C weird function variable assignment

I found this code while I was learning how to make a Virtual Machine. But I haven't got a clue what this function does. Do any of you know what this function is doing?

void decode( int instr )
{
instrNum = (instr & 0xF000) >> 12;
reg1     = (instr & 0xF00 ) >>  8;
reg2     = (instr & 0xF0  ) >>  4;
reg3     = (instr & 0xF   );
imm      = (instr & 0xFF  );
}

The variable instr = 1.

Answers


The function is saving specific sets of 4 bits (called nibbles) from the variable instr into other variables instrNum, reg1, etc (these other variables must have a global scope as they're not defined here).

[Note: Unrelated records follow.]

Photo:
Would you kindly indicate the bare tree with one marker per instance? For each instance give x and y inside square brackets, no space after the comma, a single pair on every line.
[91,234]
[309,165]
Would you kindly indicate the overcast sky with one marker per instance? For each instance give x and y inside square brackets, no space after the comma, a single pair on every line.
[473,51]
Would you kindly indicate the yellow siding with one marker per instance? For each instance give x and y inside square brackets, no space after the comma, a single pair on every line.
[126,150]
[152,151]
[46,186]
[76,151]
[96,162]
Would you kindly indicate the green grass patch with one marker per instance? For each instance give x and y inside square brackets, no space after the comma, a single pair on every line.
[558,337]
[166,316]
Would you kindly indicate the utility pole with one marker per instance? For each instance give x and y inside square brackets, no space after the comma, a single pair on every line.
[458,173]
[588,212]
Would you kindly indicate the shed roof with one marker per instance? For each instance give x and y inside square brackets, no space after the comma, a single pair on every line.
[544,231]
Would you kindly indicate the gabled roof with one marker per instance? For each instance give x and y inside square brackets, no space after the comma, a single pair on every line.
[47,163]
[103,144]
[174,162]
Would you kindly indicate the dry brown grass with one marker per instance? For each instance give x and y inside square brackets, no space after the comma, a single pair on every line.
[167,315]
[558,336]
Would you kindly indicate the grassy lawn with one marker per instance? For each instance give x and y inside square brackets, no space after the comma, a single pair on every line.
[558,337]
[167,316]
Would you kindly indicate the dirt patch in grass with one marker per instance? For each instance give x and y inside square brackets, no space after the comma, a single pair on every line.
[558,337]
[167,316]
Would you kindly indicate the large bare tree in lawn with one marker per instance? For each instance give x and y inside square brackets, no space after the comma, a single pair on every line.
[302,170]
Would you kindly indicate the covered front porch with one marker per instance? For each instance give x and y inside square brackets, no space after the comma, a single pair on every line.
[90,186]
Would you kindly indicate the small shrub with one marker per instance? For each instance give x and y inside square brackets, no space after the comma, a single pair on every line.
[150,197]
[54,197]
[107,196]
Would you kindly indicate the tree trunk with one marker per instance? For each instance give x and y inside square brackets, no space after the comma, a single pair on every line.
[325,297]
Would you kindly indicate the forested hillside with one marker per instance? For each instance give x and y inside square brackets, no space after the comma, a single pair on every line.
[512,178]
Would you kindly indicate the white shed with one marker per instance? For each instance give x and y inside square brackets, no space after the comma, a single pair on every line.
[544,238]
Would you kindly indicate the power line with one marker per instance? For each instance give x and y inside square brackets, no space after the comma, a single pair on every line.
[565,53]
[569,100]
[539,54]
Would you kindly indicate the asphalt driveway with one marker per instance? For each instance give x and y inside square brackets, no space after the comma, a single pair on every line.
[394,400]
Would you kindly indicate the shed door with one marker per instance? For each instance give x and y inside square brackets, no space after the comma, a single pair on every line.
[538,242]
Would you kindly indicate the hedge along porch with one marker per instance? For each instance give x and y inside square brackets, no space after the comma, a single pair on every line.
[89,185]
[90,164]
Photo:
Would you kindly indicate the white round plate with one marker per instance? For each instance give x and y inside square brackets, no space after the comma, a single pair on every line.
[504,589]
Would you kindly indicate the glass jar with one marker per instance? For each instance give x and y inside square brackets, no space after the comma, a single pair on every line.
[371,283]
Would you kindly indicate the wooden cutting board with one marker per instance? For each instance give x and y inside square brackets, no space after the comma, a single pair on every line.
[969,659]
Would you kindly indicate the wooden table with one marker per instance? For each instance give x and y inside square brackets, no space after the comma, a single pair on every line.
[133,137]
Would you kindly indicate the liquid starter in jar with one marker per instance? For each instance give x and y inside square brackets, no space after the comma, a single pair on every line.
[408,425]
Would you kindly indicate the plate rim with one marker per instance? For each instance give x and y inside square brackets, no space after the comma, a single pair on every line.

Consider for example if instr was 0x1234

instrNum = (0x1234 & 0xF000) >> 12; 
         = (0x1000) >> 12;
         = 1      
reg1 = (0x1234 & 0xF00) >> 8;
     = (0x0200) >> 8;
     = 2
reg2 = (0x1234 & 0xF0) >> 4;
     = (0x0030) >> 4;
     = 3
reg3 = (0x1234 & 0xF);
     = (0x0004);
     = 4
imm = (0x1234 & 0xFF);
     = (0x0034);
     = 52

So it's taking each nibble of the variable instr and saving it into a separate variable. The last variable imm gets the last byte. & and >> are bit operators, AND operator for seperating out bits and the right shift operator. Why it's saving these is anyone's guess, we would need to know what type those variables are and what they're used for, but that's what is happening anyway


Those are bit operations, which are often used to compactly store some flags within a single integer. This function "reads" bits from the argument instr and writes the results to other fields.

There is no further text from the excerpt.